On parent-child relationships

There is a great deal of precedent for automatic obedience of children to their parents. It's one of the ten commandments in the bible (depending on your definition of "honor" anyway) and Confucius defined filiality or filial piety as the most important virtue to develop. The understanding that children should obey their parents no matter what is still an important one today.

I contend, being the anti-establishment pinko that I am, that the origins of this principle are conservative in nature. It is much easier to preserve the status quo if you raise your children with an attitude of accepting what you tell them, even if you are unable to adequately explain it. I think that a great deal of religion (not all religion, of course) is passed on like this, even if the transfer isn't always as insidious as I've characterized it. The people who have this attitude, that of non-questioning acceptance of parental authority, drilled into their head at a young age, are going to be the ones who are more inclined to blindly go along with what those in power have to say.

Of course, there is a limit to the level of authority parents have over their children, ultimately. In extreme cases of abuse or molestation, it is acceptable for the state to step in and remove the parents. However, there are many ways to mess up your kids that are perfectly acceptable by society. You can teach your kids that we live in a geocentric universe with a flat earth that was created by you, if you want. There's nothing anyone can really do to stop you from filling your children's heads with whatever absurdities you want. Of course, whether or not they'll ultimately buy it is unknown.

As a brief (ha! as if I'm ever brief) aside, the right of parents to inculcate their children with certain types of beliefs is really at the heart of the intelligent design versus evolution debates.

Anyway, it just so happens that a lot of the time, people grow up and are extremely close to their families, immediate or otherwise, and remain close with them for the rest of their lives. But this doesn't always happen. There is nothing intrinsic to families that makes the kind of close-knit ideal come about. It happens often because of the fact that the people who raise you have such a significant effect on your development, that you usually grow up into somebody who meshes well with them. It can be extremely difficult for people who, for whatever developmental reason, do not necessarily mesh well with their families.
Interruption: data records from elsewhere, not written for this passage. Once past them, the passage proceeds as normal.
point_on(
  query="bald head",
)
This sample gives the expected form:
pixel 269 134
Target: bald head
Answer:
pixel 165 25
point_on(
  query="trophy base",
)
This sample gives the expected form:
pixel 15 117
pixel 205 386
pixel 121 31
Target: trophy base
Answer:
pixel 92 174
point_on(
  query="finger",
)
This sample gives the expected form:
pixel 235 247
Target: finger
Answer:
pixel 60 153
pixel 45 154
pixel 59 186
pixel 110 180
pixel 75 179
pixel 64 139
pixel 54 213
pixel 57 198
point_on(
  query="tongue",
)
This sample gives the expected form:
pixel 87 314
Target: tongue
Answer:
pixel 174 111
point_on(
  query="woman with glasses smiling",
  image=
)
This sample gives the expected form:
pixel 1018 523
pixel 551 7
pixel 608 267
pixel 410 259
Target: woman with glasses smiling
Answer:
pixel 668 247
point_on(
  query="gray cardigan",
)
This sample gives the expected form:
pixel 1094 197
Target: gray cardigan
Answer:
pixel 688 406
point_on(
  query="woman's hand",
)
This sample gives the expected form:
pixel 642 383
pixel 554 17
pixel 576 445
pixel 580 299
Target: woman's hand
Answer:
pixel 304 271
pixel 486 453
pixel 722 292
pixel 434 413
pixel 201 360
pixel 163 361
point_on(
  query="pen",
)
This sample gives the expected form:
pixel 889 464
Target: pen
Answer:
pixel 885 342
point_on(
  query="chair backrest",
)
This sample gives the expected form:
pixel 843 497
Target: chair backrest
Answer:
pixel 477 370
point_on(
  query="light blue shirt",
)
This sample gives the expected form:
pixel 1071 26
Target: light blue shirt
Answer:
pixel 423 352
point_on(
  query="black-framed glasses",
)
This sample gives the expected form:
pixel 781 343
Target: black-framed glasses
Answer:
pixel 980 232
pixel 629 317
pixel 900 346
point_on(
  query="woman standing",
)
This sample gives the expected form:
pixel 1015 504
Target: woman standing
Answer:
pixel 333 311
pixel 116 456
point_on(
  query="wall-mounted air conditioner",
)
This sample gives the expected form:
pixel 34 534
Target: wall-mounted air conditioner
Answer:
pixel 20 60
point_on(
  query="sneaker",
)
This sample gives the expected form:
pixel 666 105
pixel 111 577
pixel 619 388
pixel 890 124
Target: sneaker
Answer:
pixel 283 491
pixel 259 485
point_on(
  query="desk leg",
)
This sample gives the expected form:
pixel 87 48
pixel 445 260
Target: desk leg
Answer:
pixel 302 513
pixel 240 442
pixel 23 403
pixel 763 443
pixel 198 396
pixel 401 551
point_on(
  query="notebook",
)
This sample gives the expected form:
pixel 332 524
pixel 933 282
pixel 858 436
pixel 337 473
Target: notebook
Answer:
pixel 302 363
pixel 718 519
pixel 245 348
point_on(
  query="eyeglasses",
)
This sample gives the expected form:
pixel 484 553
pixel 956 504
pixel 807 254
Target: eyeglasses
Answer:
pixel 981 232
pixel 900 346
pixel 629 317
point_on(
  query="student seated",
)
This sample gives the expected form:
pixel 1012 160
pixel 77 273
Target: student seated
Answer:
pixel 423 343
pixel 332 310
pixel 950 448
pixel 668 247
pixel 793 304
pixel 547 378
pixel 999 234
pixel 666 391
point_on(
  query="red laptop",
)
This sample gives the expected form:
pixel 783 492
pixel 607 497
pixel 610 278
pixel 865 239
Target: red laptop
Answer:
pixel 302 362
There is a potential internal difficulty, comparable (though usually less potent) to that which occurs in people who are gay but feel like they are supposed to be straight. If they're a black sheep who feels like you ought to adhere to the ideal of the family unit, you suffer from this tension. There is also a potential external difficulty, if the black sheep individual finds himself only a generation removed from precisely that type of family. If your parents want you to be a part of a close family which you are not interested in, then there's going to be stress.

I want to say that parents and family are important, but there is no reason that disobedience ought to be a cardinal sin. Family members can be, contingently, the most important people in your life, but there's no necessary reason for them to be. Blood is not always thicker than water.